|
Post by Administrator on May 31, 2002 11:08:00 GMT -5
New York Concludes Its 8 1/2-Month Recovery and Cleanup Operation They carried pictures. That is all they have -- pictures, memories, heavy hearts and lives rendered rudderless in the blink of an eye. They walked the streets of Lower Manhattan with those pictures today, much as they did months ago, when they traveled from hospital to hospital looking for their loved ones. Today they carried bouquets of white roses and lilies to lay at the place they call hallowed ground. There came two boys, Christopher and Jonathan Otten, aged 12 and 9, carrying their load like security blankets. Their arms overflowed with the bulky firefighting coat and heavy black hat of their late father, Michael Otten, a second-generation firefighter.
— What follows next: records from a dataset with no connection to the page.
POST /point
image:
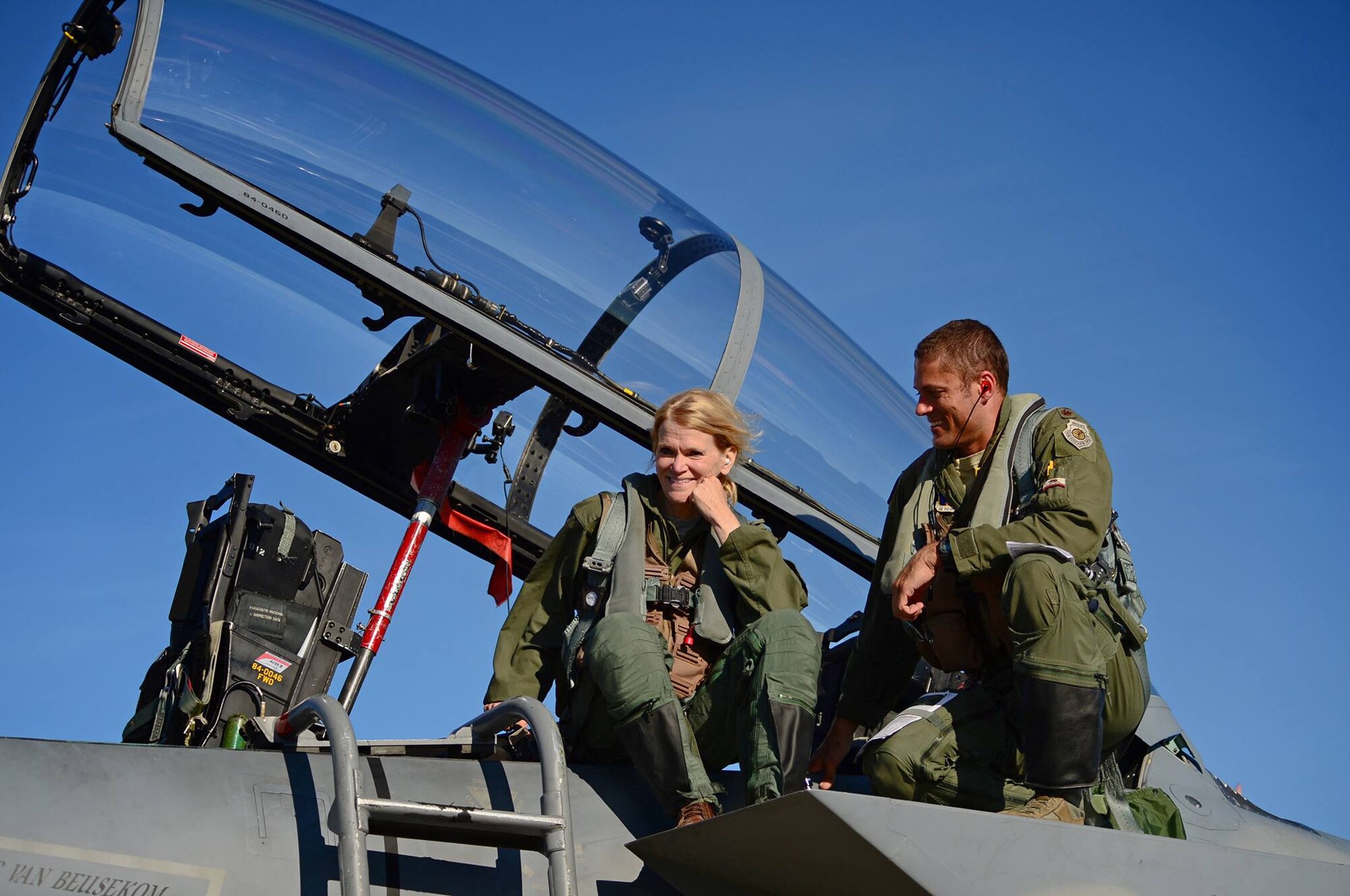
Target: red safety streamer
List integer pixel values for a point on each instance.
(496, 542)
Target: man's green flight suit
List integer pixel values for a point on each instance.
(1067, 650)
(755, 705)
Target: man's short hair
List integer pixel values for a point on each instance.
(966, 347)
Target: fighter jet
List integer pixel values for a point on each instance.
(434, 267)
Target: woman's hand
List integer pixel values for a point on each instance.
(832, 752)
(709, 497)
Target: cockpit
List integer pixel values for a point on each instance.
(434, 207)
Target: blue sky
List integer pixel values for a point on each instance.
(1147, 203)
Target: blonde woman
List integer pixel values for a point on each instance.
(693, 652)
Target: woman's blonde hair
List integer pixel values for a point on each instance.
(712, 414)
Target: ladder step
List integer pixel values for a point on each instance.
(460, 824)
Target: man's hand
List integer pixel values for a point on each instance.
(709, 497)
(832, 752)
(493, 706)
(913, 582)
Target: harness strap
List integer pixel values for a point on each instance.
(600, 570)
(1024, 472)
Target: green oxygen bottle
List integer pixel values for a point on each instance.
(234, 737)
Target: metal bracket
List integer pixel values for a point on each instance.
(341, 638)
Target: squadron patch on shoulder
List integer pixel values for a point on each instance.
(1078, 435)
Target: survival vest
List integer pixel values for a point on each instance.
(965, 625)
(618, 581)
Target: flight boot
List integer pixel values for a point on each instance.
(794, 727)
(696, 813)
(1062, 744)
(662, 748)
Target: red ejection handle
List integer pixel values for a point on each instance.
(435, 486)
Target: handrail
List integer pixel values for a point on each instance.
(554, 801)
(553, 827)
(352, 820)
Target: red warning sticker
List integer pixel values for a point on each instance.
(198, 349)
(273, 663)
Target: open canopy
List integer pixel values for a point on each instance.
(576, 273)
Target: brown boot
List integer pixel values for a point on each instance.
(1051, 808)
(696, 813)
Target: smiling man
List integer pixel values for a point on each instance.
(992, 565)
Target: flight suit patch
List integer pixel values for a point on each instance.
(1079, 435)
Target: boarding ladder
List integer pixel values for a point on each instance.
(550, 832)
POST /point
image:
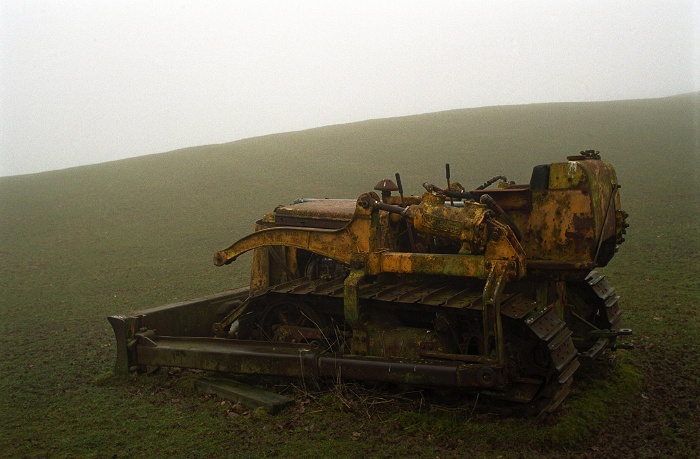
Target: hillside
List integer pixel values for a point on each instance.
(79, 244)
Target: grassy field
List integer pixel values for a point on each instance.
(80, 244)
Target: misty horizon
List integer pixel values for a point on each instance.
(87, 84)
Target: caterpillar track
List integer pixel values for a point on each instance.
(541, 355)
(489, 291)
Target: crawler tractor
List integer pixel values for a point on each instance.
(489, 290)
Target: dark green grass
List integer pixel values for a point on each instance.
(80, 244)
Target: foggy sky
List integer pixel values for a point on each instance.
(91, 81)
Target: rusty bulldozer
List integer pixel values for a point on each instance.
(485, 290)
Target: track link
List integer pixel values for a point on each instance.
(539, 342)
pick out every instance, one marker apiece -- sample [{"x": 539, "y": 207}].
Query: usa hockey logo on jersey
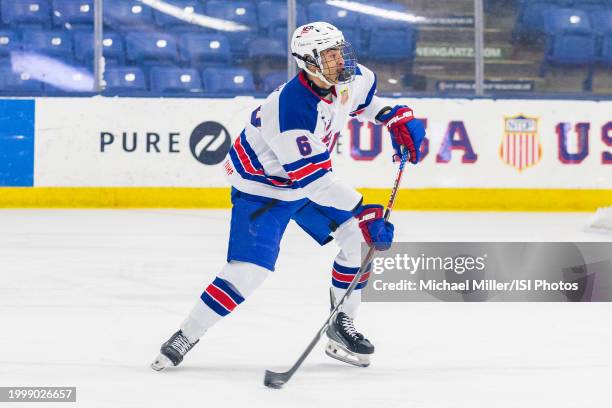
[{"x": 520, "y": 147}]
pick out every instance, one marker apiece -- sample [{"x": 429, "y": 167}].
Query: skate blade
[
  {"x": 339, "y": 352},
  {"x": 161, "y": 362}
]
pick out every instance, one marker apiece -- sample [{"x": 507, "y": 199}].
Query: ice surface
[{"x": 87, "y": 297}]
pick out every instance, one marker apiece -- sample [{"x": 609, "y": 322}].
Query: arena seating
[{"x": 140, "y": 41}]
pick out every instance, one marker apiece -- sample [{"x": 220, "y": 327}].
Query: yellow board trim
[{"x": 430, "y": 199}]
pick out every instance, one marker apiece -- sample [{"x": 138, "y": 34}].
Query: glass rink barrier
[{"x": 240, "y": 47}]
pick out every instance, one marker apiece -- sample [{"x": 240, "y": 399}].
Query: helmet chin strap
[{"x": 319, "y": 75}]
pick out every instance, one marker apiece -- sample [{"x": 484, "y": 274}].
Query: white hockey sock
[
  {"x": 351, "y": 305},
  {"x": 236, "y": 281}
]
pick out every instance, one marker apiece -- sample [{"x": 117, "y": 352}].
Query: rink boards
[{"x": 135, "y": 152}]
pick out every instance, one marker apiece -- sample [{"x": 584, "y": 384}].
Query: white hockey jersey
[{"x": 283, "y": 152}]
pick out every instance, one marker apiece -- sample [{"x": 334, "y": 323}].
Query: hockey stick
[{"x": 277, "y": 380}]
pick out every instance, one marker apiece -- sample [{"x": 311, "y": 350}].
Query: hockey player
[{"x": 280, "y": 170}]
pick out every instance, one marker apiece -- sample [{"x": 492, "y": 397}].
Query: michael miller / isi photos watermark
[{"x": 491, "y": 271}]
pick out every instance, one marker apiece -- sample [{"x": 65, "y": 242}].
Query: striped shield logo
[{"x": 520, "y": 147}]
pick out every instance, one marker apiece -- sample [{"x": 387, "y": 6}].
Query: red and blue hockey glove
[
  {"x": 376, "y": 231},
  {"x": 405, "y": 131}
]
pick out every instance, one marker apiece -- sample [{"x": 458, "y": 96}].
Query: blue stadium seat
[
  {"x": 601, "y": 21},
  {"x": 151, "y": 47},
  {"x": 53, "y": 43},
  {"x": 242, "y": 12},
  {"x": 590, "y": 5},
  {"x": 571, "y": 49},
  {"x": 175, "y": 80},
  {"x": 198, "y": 48},
  {"x": 112, "y": 47},
  {"x": 238, "y": 11},
  {"x": 187, "y": 7},
  {"x": 228, "y": 80},
  {"x": 9, "y": 41},
  {"x": 605, "y": 56},
  {"x": 15, "y": 83},
  {"x": 72, "y": 12},
  {"x": 26, "y": 13},
  {"x": 568, "y": 20},
  {"x": 273, "y": 14},
  {"x": 392, "y": 44},
  {"x": 339, "y": 17},
  {"x": 273, "y": 80},
  {"x": 124, "y": 79},
  {"x": 119, "y": 14},
  {"x": 268, "y": 48}
]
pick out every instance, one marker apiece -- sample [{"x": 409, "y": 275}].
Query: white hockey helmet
[{"x": 307, "y": 45}]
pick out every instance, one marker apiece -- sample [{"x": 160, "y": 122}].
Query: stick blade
[{"x": 275, "y": 380}]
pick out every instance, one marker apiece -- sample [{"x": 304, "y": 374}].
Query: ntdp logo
[
  {"x": 209, "y": 143},
  {"x": 520, "y": 147}
]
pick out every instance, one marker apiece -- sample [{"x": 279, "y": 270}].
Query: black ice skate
[
  {"x": 346, "y": 344},
  {"x": 172, "y": 351}
]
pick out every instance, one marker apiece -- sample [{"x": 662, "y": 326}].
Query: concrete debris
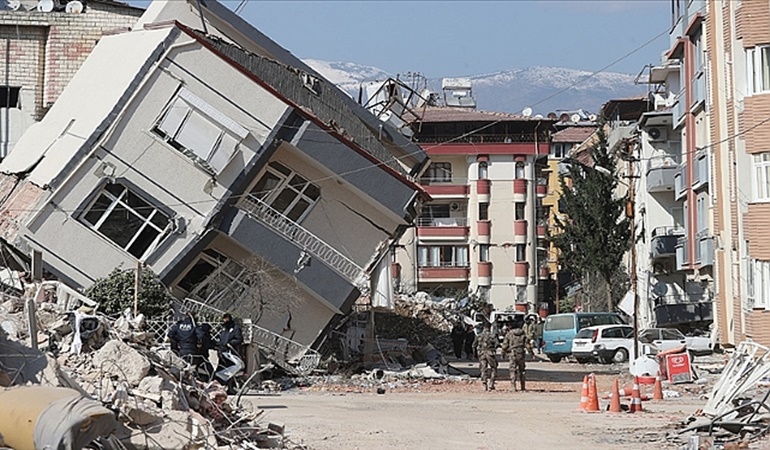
[{"x": 148, "y": 392}]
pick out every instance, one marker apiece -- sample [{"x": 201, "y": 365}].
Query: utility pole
[{"x": 631, "y": 213}]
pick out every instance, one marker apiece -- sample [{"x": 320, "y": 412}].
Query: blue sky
[{"x": 456, "y": 38}]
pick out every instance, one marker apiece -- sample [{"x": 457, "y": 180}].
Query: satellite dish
[
  {"x": 74, "y": 7},
  {"x": 45, "y": 5}
]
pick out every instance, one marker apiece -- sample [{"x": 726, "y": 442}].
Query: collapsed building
[{"x": 198, "y": 147}]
There came Jake, a beautiful reddish brown horse, playing the role so often reserved for dignitaries. Though hung with the tools of the uniformed services -- boots, an ax, a nightstick, a rain poncho -- Jake's saddle was empty. He was the riderless horse, for the common man. And down in the 70-foot-deep crater where the World Trade Center towers once stood, firefighters and police snapped to attention for the playing of taps and the mournful roll of the drums as their comrades carried out the last stretcher -- empty, but for the neatly folded Stars and Stripes; empty, because well over half of the 2,823 dead still are unaccounted for, even as the recovery operation at Ground Zero today came to its official and symbolic end.